The name bireme comes from "bi-" meaning two and "-reme" meaning oar.

It was typically about 80 ft long with a maximum beam width of around 10 ft. It was modified from the penteconter, a ship that had only one set of oars on each side, the bireme having two sets of oars on each side. The bireme was twice the triaconter's length and height, and thus employed 120 rowers. Biremes were galleys, galleasses, dromons, and small pleasure crafts called pamphyles.

The next development, the trireme, keeping the length of the bireme, added a tier to the height, the rowers being thus increased to 180. It also had a large square sail.

==Uses==
These ships were frequently used by the Romans, as during the second of Caesar's invasions of Britain. The bireme eventually evolved into the trireme. A unit commandant (who was given a tent on the open deck) directed a group of marines. The bireme was also recorded in ancient history on the 8th and early 7th-century BC Assyrian reliefs, where they were used to carry out an amphibious attack on the coast of Elam and the lagoons of the Persian Gulf during the reign of Sennacherib.

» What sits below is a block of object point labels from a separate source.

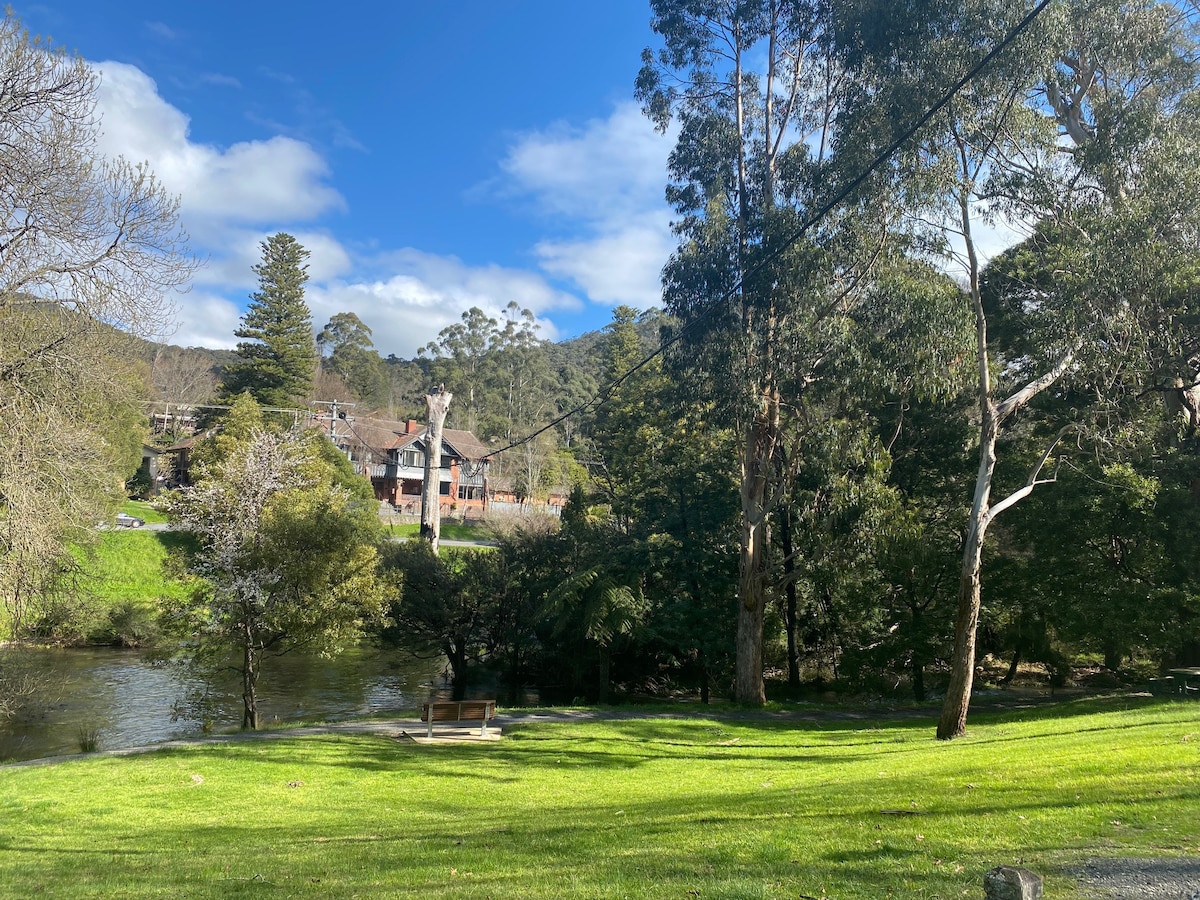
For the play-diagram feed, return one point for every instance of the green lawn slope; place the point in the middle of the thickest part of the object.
(755, 807)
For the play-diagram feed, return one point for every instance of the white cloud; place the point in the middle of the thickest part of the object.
(622, 265)
(604, 185)
(423, 293)
(205, 321)
(253, 181)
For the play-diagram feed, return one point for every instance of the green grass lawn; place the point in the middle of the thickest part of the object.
(449, 531)
(144, 511)
(666, 808)
(130, 564)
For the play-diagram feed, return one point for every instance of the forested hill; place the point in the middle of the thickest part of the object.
(505, 378)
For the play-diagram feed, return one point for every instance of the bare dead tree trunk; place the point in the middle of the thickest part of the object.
(249, 685)
(757, 456)
(437, 402)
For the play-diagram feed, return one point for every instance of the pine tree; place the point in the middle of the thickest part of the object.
(279, 359)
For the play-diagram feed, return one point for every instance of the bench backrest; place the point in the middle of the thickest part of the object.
(459, 711)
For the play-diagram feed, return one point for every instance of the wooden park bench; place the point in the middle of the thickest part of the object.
(459, 711)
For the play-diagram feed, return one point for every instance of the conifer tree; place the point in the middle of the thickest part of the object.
(279, 358)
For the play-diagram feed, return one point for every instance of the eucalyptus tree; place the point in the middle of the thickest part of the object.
(277, 357)
(346, 349)
(767, 313)
(1056, 135)
(462, 358)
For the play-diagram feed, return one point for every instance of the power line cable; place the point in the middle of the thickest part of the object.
(600, 397)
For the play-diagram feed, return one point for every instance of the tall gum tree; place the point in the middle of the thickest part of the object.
(756, 90)
(1053, 136)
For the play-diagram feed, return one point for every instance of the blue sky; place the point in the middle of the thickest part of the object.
(432, 156)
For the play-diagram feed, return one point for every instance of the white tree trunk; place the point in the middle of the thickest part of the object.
(438, 405)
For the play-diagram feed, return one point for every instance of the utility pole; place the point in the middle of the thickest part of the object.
(334, 413)
(437, 402)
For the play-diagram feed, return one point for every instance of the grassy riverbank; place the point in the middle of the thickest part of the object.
(747, 808)
(121, 583)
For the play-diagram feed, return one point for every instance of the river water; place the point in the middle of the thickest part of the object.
(129, 701)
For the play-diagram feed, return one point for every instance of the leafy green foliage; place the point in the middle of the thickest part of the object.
(287, 553)
(449, 603)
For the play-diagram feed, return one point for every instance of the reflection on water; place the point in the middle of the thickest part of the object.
(132, 702)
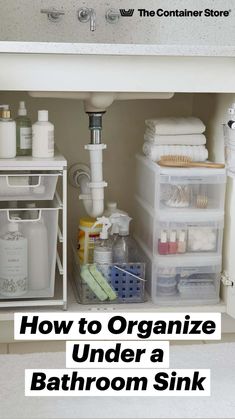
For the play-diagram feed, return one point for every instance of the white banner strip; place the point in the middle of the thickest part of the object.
(116, 382)
(102, 354)
(118, 326)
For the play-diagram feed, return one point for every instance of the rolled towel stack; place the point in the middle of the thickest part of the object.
(175, 136)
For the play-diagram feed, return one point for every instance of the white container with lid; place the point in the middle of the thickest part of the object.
(13, 262)
(43, 136)
(7, 134)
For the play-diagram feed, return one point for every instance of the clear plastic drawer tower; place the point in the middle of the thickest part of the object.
(179, 225)
(33, 233)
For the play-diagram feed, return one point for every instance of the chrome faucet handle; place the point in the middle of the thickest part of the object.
(53, 14)
(112, 16)
(85, 15)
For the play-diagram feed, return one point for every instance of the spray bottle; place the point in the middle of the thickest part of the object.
(231, 112)
(125, 248)
(103, 251)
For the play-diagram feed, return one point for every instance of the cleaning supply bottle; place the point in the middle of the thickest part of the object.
(103, 253)
(87, 237)
(23, 132)
(112, 210)
(125, 248)
(38, 250)
(43, 136)
(231, 121)
(7, 134)
(13, 262)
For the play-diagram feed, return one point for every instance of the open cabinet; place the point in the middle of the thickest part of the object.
(203, 94)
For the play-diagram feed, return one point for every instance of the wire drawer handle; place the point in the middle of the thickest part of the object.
(23, 186)
(19, 220)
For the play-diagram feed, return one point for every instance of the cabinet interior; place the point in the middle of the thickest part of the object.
(123, 131)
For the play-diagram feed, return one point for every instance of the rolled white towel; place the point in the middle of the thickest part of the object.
(176, 126)
(191, 139)
(155, 152)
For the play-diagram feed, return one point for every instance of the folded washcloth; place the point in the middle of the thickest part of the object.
(176, 126)
(155, 152)
(191, 139)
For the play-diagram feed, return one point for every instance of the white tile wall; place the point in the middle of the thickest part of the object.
(21, 20)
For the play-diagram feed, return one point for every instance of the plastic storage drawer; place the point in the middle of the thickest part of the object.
(179, 188)
(50, 219)
(186, 281)
(27, 186)
(189, 236)
(126, 280)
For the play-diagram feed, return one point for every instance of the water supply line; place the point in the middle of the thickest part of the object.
(92, 185)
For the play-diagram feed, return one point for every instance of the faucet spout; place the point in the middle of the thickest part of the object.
(87, 15)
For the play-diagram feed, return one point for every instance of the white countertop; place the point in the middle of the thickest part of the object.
(115, 49)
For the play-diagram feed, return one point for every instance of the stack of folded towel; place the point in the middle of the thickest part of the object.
(175, 136)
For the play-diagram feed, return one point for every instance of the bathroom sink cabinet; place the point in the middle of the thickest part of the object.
(203, 82)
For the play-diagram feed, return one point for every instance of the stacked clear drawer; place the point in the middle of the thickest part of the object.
(179, 225)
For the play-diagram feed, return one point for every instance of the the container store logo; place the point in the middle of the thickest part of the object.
(177, 13)
(127, 12)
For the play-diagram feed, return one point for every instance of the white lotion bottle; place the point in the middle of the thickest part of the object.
(38, 259)
(7, 134)
(13, 262)
(43, 137)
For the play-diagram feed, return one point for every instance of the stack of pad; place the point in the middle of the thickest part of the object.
(175, 136)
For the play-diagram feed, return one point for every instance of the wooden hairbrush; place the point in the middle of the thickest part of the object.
(184, 161)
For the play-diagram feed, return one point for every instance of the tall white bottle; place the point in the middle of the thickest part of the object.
(7, 134)
(38, 259)
(43, 137)
(13, 262)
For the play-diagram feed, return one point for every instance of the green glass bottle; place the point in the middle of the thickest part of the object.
(23, 132)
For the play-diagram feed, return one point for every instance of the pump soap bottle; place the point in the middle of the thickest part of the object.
(13, 262)
(125, 248)
(23, 132)
(7, 134)
(103, 246)
(43, 137)
(38, 254)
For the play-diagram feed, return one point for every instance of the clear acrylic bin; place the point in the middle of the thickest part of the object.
(50, 218)
(181, 281)
(126, 280)
(179, 189)
(28, 186)
(175, 237)
(192, 190)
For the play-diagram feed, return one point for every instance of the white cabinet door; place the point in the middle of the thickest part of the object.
(229, 247)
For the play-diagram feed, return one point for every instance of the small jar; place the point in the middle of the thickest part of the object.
(87, 238)
(163, 243)
(181, 244)
(173, 243)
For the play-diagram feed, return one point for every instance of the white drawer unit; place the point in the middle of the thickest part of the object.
(30, 199)
(28, 186)
(179, 225)
(180, 281)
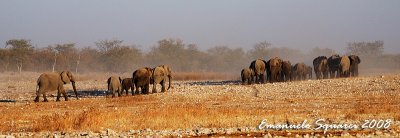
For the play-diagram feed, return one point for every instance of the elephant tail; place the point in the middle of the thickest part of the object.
(37, 87)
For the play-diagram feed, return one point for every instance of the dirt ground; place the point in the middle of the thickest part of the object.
(203, 108)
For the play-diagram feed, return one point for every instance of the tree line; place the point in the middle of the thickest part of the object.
(114, 56)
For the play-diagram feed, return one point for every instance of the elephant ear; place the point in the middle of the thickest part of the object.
(64, 77)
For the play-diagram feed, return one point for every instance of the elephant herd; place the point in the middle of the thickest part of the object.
(141, 79)
(277, 70)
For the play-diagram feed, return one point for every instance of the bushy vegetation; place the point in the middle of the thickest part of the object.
(115, 56)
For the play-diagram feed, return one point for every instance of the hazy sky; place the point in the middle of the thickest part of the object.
(236, 23)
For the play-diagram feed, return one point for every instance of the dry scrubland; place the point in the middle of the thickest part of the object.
(194, 108)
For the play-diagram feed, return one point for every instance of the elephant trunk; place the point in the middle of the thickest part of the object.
(73, 86)
(169, 80)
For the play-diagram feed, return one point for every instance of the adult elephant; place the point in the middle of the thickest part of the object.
(333, 64)
(126, 85)
(354, 61)
(344, 67)
(258, 66)
(274, 69)
(114, 86)
(286, 71)
(54, 81)
(247, 74)
(299, 71)
(141, 79)
(161, 75)
(321, 67)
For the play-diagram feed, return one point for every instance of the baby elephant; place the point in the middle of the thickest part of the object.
(126, 85)
(114, 85)
(247, 74)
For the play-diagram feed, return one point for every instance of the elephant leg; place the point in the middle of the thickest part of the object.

Medieval galleys are also described as "bireme" or "trireme" depending on the number of their banks of oars. The terminology can lead to confusion, since the terms are also used for rowed warships of the Greco-Roman period built on entirely different design principles.

==Dimensions and development==
In 1275, Charles of Anjou, king of Sicily, issued an order for the construction of several galleys that provide the earliest evidence for the dimensions of the bireme galleys. Because of increased weight and breadth, which brought increased friction through the water, a trireme galley was not dramatically faster than a bireme. But the change to trireme produced more significant developments than a gain in tactical speed over short distances. Early bireme galleys escorted merchant ships but were rarely used to carry goods. A few Genoese freight contracts of the mid-13th century record charters for bireme galleys.